Interestingly, the other gene in the Rim2 elements encodes a putative HRGP instead of a DNA-binding protein, a unique feature not found in other class 2 TEs. It will be interesting to investigate the biological significance of this protein for TE activity.

It has long been known that defective elements can lose the ability to transpose actively during evolution and come to depend on the functions of autonomous elements, as proposed in the cases of the Sorghum element Cs1 which lacks a gene for the TNP2-like TPase (Chopra et al. 1999), the maize Dop which cannot synthesize functional products due to several mutations (Bercury et al. 2001), and the Arabidopsis element Atenspm which has suffered large internal deletions (Kapitonov and Jurka 1999). Whether members of the Rim2 family, which lack a coding sequence for the TNP1/TNPA DNA-binding protein, are defective or non-autonomous is still an open question. If so, the mobility of the Rim2 element(s) would depend on functions of an autonomous member of the Rim2 family that has not yet been identified. For genome stabilization, non-autonomous elements could derive an evolutionary advantage by preventing deleterious mutations from accumulating in the host organism, which is consistent with the observation that high-copy-number TEs seem to be transpositionally inactive (Feschotte et al. 2002). However, since Rim2 transcription is strongly induced under biotic stress (He et al. 2000), the pattern of transposition induced by stress-dependent activation will be worth investigating.

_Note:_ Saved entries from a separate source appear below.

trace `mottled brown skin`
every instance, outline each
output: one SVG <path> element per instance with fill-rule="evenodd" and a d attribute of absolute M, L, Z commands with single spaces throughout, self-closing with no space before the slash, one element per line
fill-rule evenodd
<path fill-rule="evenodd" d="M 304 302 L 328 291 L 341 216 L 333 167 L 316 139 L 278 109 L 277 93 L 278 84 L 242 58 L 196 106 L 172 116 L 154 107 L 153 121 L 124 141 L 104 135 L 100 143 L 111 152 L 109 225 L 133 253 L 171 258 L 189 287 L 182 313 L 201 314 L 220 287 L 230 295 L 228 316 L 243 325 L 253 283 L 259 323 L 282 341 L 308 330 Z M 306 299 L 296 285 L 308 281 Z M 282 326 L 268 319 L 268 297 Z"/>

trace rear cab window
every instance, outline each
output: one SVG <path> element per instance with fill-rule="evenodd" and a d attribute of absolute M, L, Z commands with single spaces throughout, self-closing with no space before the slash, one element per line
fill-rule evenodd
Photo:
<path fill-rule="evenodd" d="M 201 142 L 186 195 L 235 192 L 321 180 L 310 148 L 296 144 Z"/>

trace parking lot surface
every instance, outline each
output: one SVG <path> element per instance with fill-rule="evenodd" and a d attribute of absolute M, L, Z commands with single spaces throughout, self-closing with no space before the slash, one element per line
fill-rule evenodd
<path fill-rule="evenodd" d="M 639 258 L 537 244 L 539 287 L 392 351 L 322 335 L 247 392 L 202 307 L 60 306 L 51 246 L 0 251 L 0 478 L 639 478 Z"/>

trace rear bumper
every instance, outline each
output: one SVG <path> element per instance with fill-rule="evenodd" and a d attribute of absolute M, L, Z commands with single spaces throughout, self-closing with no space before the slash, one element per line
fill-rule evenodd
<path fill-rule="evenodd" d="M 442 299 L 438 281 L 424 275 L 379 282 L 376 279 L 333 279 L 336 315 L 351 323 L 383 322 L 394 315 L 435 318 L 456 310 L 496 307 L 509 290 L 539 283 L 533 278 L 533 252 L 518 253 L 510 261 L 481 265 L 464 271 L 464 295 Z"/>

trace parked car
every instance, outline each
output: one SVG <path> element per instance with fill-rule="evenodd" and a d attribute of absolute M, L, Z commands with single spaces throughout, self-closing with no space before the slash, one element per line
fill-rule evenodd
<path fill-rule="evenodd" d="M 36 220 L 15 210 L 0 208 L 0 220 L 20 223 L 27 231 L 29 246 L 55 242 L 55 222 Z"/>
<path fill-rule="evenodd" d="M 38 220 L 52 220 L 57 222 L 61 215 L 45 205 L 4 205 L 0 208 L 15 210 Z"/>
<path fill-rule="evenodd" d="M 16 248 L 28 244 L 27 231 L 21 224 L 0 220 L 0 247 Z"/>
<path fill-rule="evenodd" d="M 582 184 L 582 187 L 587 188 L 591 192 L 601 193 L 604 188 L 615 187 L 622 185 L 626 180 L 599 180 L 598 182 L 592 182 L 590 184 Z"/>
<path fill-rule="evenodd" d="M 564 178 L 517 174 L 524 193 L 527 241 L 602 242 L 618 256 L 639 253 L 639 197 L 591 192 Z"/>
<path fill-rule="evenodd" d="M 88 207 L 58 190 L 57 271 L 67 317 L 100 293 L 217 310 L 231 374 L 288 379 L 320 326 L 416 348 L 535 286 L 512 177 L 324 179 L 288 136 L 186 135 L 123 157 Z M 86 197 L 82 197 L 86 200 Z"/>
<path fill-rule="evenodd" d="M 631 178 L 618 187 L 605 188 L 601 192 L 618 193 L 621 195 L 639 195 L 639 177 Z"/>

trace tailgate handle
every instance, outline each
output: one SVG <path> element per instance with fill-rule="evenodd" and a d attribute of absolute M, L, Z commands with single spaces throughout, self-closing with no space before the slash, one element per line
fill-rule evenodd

Sequence information for rice has increased dramatically as a result of the genome project (Goff et al. 2002; Yu et al. 2002). On the other hand, computer-aided data mining has proven to be the only viable approach for identifying vast groups of TEs (Le et al. 2000; Mao et al. 2000; Turcotte et al. 2001; Jiang et al. 2002). Certainly, more Rim2 members are expected as rice genome projects progress, making this family one of the biggest class 2 families in the rice genome, considering both element size and copy number. To the best of our knowledge, the Rim2 data presented here makes this the first class 2 family reported to be so highly amplified in the rice genome. So far, only class 1 elements have been shown to attain such copy numbers, as a consequence of their copy-paste mode of transposition. It is interesting to speculate that a similar copy-paste mechanism might function in Rim2 transposition. Moreover, Rim2 elements appear to preferentially insert into genic regions (Fig. 4), indicating the importance of the Rim2 family for rice gene structure and expression. Furthermore, because of their ubiquitous distribution and insertion polymorphism in different rice lines (Figs. 2 and 3, and unpublished data), the Rim2 elements can be exploited as novel genetic markers.